Le 10 avril 1981, il fut arrêté lors d’une perquisition dans un appartement du quartier de Maltepe (Idealtepe) et transféré au commissariat de police politique de Gayrettepe, tristement célèbre pour ses pratiques de torture systématique. Ce centre abritait notamment une salle de torture dirigée par Tayyar Sever, chef de l’unité « Groupe K », dont les membres avaient été formés aux techniques de supplice par des instructeurs de la junte hondurienne.
Une semaine d’horreur
Nurettin Yedigöl aurait été détenu et torturé pendant une semaine entière dans ce commissariat. Dix témoins, eux-mêmes détenus à l’époque, ont par la suite témoigné lors de différentes audiences : il fut traîné à plusieurs reprises dans la salle de torture et resta quatre jours sans être ramené dans sa cellule.
Il a été vu pour la dernière fois le 17 avril 1981, allongé par terre, couvert de sang et inanimé. Un témoin a déclaré : « Il était probablement déjà mort. » Depuis, plus aucune trace de lui. La police a toujours nié l’avoir jamais détenu. Son corps n’a jamais été retrouvé.
L’impunité érigée en système
La militante des droits humains Ikbal Eren a présenté le cas lors de la veillée et dénoncé le déni systématique des autorités : « Le procureur n’a pas examiné les dépositions des témoins et a préféré nier les faits, affirmant : “La torture n’existe pas en Turquie, ne diffamez pas l’État.” »
Toutes les enquêtes ouvertes par le parquet d’Istanbul ont été classées sans suite pour prescription. La mère de Nurettin, Zeycan Yedigöl, avait saisi la Cour constitutionnelle en 2013, mais l’affaire a été rejetée en 2015 pour des raisons de compétence territoriale. Une fois de plus, le sort de Nurettin Yedigöl a été enterré par la prescription.
« Il était torturé jour et nuit »
Ümit Efe, représentante de la Fondation turque des droits de l’homme (TIHV) et amie proche de Nurettin, elle-même détenue à l’époque, a pris la parole avec émotion :
« Il a été torturé jour et nuit. De nombreuses personnes ont été témoins de ce qu’il a subi. Malgré tout, il n’a rien dit. Ensuite, les tortures se sont intensifiées. Depuis 45 ans, nous témoignons de ce que nous avons vu. Nous savons qui est responsable. Nous ne nous arrêterons pas tant que la vérité n’aura pas éclaté et que les responsables n’auront pas été traduits en justice. »
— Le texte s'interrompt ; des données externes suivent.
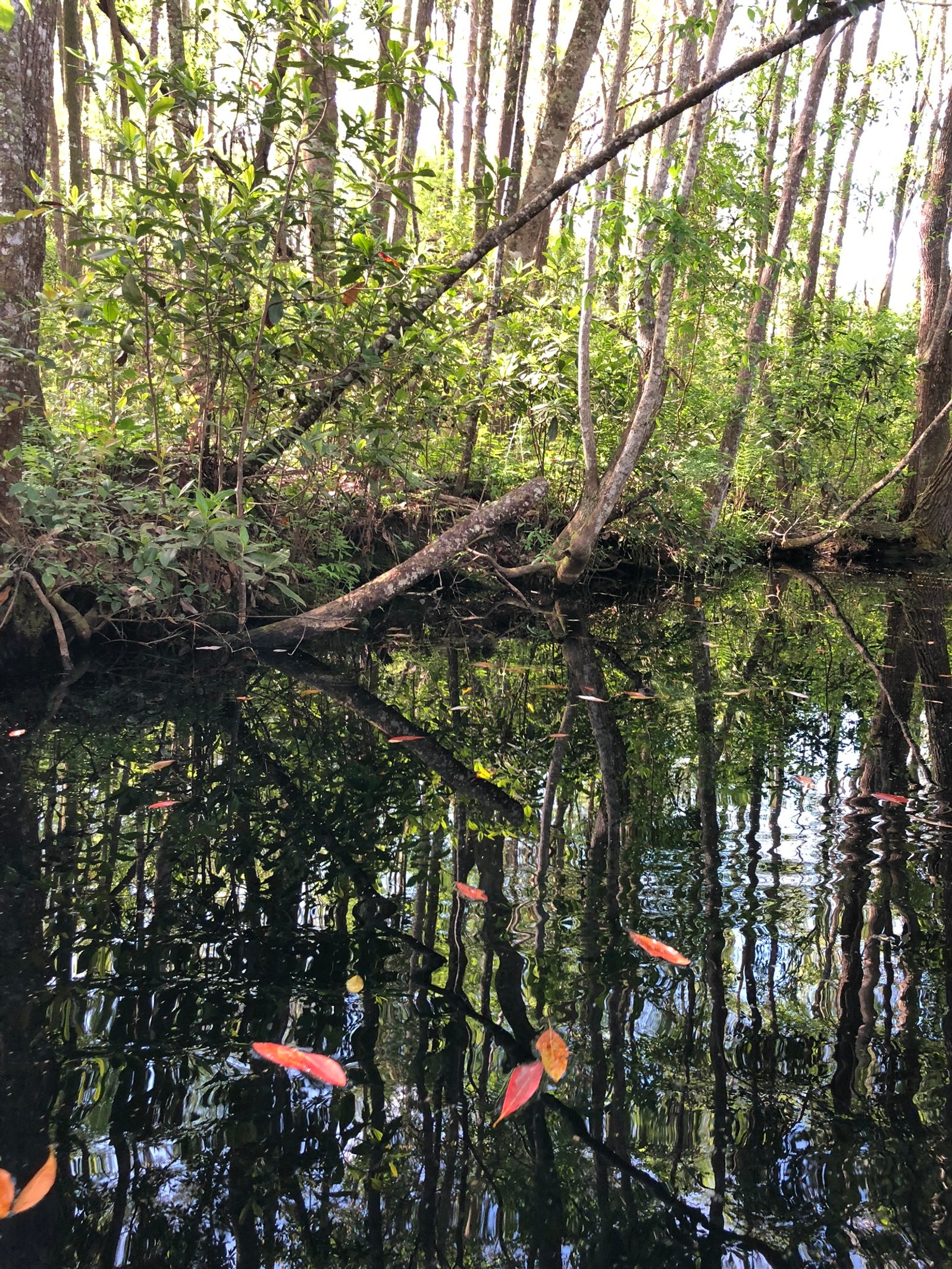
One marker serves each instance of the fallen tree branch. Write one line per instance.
(55, 619)
(404, 576)
(414, 311)
(812, 540)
Le frère de Nurettin, Muzaffer Yedigöl, a réaffirmé la détermination de la famille :
« Qu’elles sachent que nous n’abandonnerons jamais. Nous le chercherons jusqu’à notre dernier souffle. Même si nous avons peur, nous ne nous arrêterons pas. »
Eren Keskin, avocate et militante des droits humains de longue date, a clôturé la veillée en dénonçant l’impunité structurelle en Turquie :
« Comme dans de nombreux cas de violence d’État, cette affaire a été classée pour prescription. La responsabilité de ces disparitions forcées incombe à l’État. C’est pourquoi la Turquie refuse de signer les conventions internationales contre les disparitions forcées : le but est de dissimuler ces crimes. »
Le rassemblement s’est achevé par le dépôt traditionnel d’œillets sur la place Galatasaray, symbole de mémoire et de résistance pacifique.